Ketika karya seni itu berhadapan dengan masyarakat, sebuah karya kadang disalahfahami sehingga berhadapan dengan pelarangan, pencekalan, dan bahkan pemasungan. Sebuah hasil kreatif yang dipersembahkan kepada masyarakat dan kemanusiaan ternyata harus dikuburkan. Namun, karya seni sebagai suara kebenaran estetik dan sebagai suara kemanusiaan sebagian sulit untuk dikubur. Karya sastra yang dilarang justru lebih banyak dibaca orang dengan digandakan memakai fotokopi. Sebuah karya sastra yang dilarang semakin menarik dan menggoda untuk dibaca. Berbeda dengan lukisan dan patung kalau dibakar dan dihancurkan bisa tamat riwayatnya. Sang seniman tentu merasakan kepedihan. Tapi ada pula yang arif bisa menikamati kekecewaan, karena sebagai manusia kreatif ia tidak mau memberhalakan kesedihan. Dari sini kekecewaan dan kepedihan bisa menjadi landasan kreatif untuk menghasilkan karya-karya yang lebih baik.

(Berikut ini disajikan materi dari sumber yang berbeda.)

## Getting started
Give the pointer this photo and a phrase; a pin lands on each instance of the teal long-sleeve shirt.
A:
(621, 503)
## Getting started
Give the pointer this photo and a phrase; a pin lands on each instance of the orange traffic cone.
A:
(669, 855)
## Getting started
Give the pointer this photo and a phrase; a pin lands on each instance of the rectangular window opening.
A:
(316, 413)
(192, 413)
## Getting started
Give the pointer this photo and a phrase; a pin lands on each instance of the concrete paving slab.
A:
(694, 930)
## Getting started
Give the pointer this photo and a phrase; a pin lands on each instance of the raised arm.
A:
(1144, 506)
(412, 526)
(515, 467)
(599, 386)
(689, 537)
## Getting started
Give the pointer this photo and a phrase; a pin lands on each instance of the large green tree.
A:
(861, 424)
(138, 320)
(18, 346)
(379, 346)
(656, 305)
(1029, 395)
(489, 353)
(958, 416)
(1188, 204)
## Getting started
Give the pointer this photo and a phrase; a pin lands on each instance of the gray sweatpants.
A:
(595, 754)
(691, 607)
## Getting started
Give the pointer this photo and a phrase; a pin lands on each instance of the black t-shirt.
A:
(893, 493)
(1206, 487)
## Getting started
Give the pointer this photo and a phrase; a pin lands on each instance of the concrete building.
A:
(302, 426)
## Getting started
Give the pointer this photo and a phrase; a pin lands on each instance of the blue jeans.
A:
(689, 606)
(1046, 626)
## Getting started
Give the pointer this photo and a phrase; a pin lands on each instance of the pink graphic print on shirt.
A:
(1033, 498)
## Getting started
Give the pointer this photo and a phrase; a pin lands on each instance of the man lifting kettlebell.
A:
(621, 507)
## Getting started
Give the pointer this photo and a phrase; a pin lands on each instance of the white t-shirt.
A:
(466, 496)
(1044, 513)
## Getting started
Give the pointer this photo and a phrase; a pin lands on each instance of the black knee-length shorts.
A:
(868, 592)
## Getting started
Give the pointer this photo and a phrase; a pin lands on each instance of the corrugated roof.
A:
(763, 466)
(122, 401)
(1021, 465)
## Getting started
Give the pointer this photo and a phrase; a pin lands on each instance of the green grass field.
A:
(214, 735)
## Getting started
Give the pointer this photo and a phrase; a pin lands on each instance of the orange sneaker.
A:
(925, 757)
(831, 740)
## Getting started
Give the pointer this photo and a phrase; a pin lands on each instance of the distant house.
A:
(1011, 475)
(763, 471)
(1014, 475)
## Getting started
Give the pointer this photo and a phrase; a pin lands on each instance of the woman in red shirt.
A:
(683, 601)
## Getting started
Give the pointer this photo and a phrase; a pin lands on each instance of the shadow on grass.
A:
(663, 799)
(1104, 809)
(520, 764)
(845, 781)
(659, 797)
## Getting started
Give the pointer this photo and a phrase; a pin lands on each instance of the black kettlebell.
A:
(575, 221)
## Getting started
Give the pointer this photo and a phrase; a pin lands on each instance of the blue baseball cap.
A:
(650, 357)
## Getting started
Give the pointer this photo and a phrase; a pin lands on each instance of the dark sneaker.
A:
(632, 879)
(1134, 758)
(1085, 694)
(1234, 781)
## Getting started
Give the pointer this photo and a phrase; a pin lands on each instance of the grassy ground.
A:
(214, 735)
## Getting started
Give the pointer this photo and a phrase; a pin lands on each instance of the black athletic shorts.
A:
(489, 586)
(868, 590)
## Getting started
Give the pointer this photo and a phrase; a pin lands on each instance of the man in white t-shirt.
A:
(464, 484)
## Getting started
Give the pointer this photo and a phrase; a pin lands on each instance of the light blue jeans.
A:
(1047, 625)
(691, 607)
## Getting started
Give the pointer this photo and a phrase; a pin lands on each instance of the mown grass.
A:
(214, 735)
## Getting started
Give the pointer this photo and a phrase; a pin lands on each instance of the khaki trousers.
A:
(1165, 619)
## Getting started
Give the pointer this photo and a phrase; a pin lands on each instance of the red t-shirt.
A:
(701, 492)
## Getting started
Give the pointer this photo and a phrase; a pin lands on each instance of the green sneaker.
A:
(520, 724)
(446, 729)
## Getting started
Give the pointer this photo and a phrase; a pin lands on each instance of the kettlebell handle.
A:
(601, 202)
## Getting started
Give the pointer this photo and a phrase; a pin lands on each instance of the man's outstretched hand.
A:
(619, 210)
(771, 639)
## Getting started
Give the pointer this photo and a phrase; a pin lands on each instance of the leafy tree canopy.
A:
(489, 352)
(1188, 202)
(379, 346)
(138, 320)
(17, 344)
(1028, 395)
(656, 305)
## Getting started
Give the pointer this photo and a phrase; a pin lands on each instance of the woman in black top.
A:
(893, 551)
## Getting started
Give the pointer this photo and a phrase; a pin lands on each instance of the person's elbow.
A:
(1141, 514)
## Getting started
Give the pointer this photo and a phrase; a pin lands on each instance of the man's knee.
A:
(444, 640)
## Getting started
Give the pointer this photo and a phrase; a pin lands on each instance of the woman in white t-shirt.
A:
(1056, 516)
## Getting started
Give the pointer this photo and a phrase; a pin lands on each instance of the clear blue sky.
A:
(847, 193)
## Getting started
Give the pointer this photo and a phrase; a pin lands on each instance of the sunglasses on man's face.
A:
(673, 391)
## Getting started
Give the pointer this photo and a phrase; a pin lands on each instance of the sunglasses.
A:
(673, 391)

Kebebasan dan pemberian ruang yang luas kepada karya-karya kreatif adalah penghargaan kepada kemanusiaan. Dalam iklim berkeseniman yang sehat, biarlah sang seniman itu sendiri melakukan pencekalan bagi dirinya, karena ia sendiri yang tahu untuk berbuat dan tidak berbuat. Kearifan kemanusiaan serta kedekatan kalbu seorang seniman dengan Tuhan yang berupa kecerdasan spiritual, akan melahirkan karya-karya yang bukan hanya menyenangkan tetapi mencerdaskan dan mencerahkan.

Meskipun seniman itu manusia kreatif, tidak berarti di luar kesenimanan tidak ada kemuliaan dan keindahan. Para penemu di bidang pendidikan, kedokteran, teknologi, dan lain-lain, termasuk Pak Mudjair yang menemukan ikan laut yang bisa diternakkan di darat, adalah kreator-kreator yang pantas dihormati. Semua sektor dan semua profesi tentu mulia, asalkan bermanfaat bagi kemanusiaan. Penghargaan kepada profesi lain seperti itu menunjukkan sikap dewasa, bahwa sang seniman dapat membebaskan dirinya dari godaan arogansi.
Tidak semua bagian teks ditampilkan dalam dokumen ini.